Sometimes, however, faculty and librarians are able to break through this barrier. Students in Book Arts Concentration classes were recently challenged by librarians Kathy Cowan and Kelly Swickard to respond to something from the library collections; this culminated in the exhibit, “Fertile Ground: Artists Respond to a Collective Geography.” Siân Evans produces popular pop-up sessions for the Graphic Design program. Chris Drolsum has in-depth studio visits with students across disciplines to discuss where to go next through research. And Jenny Ferretti has helped two classes make online exhibits, including one supporting last year’s exhibition “Laying by Time: Revisiting the Works of William A. Christenberry.”
Because it is the digital age, the library’s resources are made as available as possible. Digital Decker is home to almost all our artist books as well as historical photographs of MICA and other special collections. We have audiovisual materials dating to the 1940s documenting artist lectures, exhibitions and more at the College. Many are now available on Internet Archive, a non-profit digital library.
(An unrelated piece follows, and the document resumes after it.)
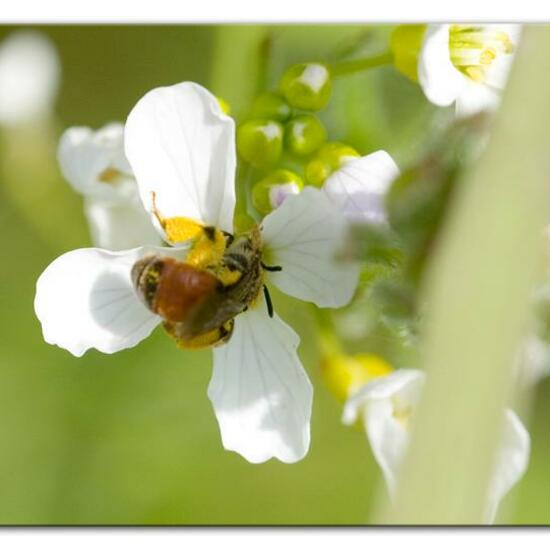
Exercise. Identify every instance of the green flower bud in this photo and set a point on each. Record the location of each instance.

Our core, however, is facilitating conversations to make our community a better place. Siân also recently hosted a session for freshmen about implicit bias, showing the film The Room of Silence from RISD to illustrate how students making identity-based work can be marginalized in studio classes. Participants discussed their experience with this phenomenon at MICA and gained insight on how to combat this in studio critiques. Kelly Swickard organized a Zineposium with faculty member Chezia Thompson-Cager, inviting students and faculty from Coppin State University to discuss graffiti as an art form, LGBTQIA issues in U.S. society and the relationship between writing and art in a global society. The library also runs zine workshops supporting identity-based groups on campus.
Our librarians don’t just impact MICA or Baltimore, but the world. A strong, knowledgeable community is a powerful force, and Decker Library is here for our community.